The days to come bring dollar signs and an unconscious acknowledgement the coming days will bring low lights, not highlights. Even though my family and friends love me, they are wrapped in their own dynasties and can’t make time to comprehend my place in their worlds. The wet blanket covering me is off putting. I need to remember that. They are a reflection of what they see in me. They glance at me and their eyes slide away. I’m barely there or perhaps too much there, soaking in their perceived rejection, whether real or not.
As the leaves dance merrily as they flit down to the road I am driving, I have to give homage to the day when life glowed.
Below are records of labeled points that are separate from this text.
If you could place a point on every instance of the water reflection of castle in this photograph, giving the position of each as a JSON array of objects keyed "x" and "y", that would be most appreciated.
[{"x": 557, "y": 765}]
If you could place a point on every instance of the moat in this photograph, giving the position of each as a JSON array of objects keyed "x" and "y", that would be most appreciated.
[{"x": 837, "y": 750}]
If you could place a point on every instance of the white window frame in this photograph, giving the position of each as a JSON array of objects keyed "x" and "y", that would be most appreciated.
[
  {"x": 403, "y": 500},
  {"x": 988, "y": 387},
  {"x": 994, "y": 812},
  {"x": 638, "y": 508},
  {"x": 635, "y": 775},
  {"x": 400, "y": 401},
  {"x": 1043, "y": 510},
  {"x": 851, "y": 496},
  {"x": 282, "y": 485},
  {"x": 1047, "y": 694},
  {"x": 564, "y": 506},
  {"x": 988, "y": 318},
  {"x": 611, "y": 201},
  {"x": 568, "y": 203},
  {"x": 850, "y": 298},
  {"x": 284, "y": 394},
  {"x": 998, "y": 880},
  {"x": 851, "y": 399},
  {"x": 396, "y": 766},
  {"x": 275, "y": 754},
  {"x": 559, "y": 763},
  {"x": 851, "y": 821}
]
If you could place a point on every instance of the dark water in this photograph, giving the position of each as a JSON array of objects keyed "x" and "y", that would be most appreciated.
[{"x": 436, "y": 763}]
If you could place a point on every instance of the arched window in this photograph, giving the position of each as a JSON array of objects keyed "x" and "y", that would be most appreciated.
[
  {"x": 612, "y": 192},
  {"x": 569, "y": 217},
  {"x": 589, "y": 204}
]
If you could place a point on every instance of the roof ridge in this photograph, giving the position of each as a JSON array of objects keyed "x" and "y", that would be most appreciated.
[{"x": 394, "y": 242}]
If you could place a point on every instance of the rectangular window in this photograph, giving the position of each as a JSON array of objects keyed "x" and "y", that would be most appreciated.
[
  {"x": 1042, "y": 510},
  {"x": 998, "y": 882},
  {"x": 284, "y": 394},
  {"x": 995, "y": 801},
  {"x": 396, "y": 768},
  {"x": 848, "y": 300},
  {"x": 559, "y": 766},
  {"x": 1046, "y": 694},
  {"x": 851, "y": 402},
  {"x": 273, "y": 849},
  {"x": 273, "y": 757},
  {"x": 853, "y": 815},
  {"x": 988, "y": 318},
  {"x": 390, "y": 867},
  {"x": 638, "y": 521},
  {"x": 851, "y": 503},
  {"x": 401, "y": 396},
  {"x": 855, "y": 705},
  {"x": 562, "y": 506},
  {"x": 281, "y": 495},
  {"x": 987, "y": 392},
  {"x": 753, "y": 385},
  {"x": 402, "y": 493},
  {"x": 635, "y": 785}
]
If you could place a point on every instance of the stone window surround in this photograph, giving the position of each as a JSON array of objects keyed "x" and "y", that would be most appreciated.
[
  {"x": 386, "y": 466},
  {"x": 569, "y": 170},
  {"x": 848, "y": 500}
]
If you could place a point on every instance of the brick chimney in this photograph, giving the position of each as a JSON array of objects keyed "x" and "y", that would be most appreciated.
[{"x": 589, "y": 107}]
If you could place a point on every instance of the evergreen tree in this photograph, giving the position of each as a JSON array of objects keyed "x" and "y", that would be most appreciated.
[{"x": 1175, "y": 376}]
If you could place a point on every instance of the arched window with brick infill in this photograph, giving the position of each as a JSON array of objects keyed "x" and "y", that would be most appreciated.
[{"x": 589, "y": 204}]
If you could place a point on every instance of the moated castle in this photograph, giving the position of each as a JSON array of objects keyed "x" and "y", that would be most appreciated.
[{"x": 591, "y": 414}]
Although always the quiet, guarded one, I once found joy in the Holidays. Thanksgiving meant the “Macy’s Parade”, “Babes in Toyland”, and finally “Miracle on 42nd Street” as a child. Then I would join my people for a feast. Mom would always invite others in need to join us. I’d help with the mountain of dishes. Night would bring a turkey, stuffing, and cranberry sauce sandwich before bed. Some years we would pile into the car and head over to my Aunt’s. One year my sister and I were in the back of the station wagon. I had on a peasant dress I loved. Dawn got car sick and threw up all over my front. I jerked back, falling into the pies. As a Mother myself, I took pleasure in fulfilling some of those memories with my own family.
Christmas had a magic of its own. On Christmas Eve Dad would read the miracle of Christ’s Birth from the Bible after Church. One year I woke extremely early and tried to go downstairs but my Father made me come into their room and sleep next to them . . . when I tried to slip out, he put his leg over mine and went back to sleep. Another year as I was a teenager, he was drunk and fell into the tree. But most of the time it was precious. We would excitedly open presents, although some years my parents had to make some last-minute changes since my sister would have switched the labels on mine and hers if she liked mine better. There would be another feast and we’d loll away the rest of the day. I delighted in bringing Christmas to my own family. One year my husband and the kids fell asleep in the living room as I watched “The Nutcracker” and I felt such peace.
Now, older, living alone, and more tired, I don’t take pleasure in the Holidays as I used to. I cook my side dishes and head over to my sister’s house and try to watch the Parade. Sometimes I have to work instead of celebrating. The Magic of the Holidays has faded under the mantle of my Depression. Going through the motions would be a more accurate description. Pleasure is rare for me, laughter even more. The days are chores to be done gotten over, to fade into Disappointment. I wish I could change my attitude but it is likely to end up as it has for some time now. I have to accept my reality and go with the flow so I am not making waves.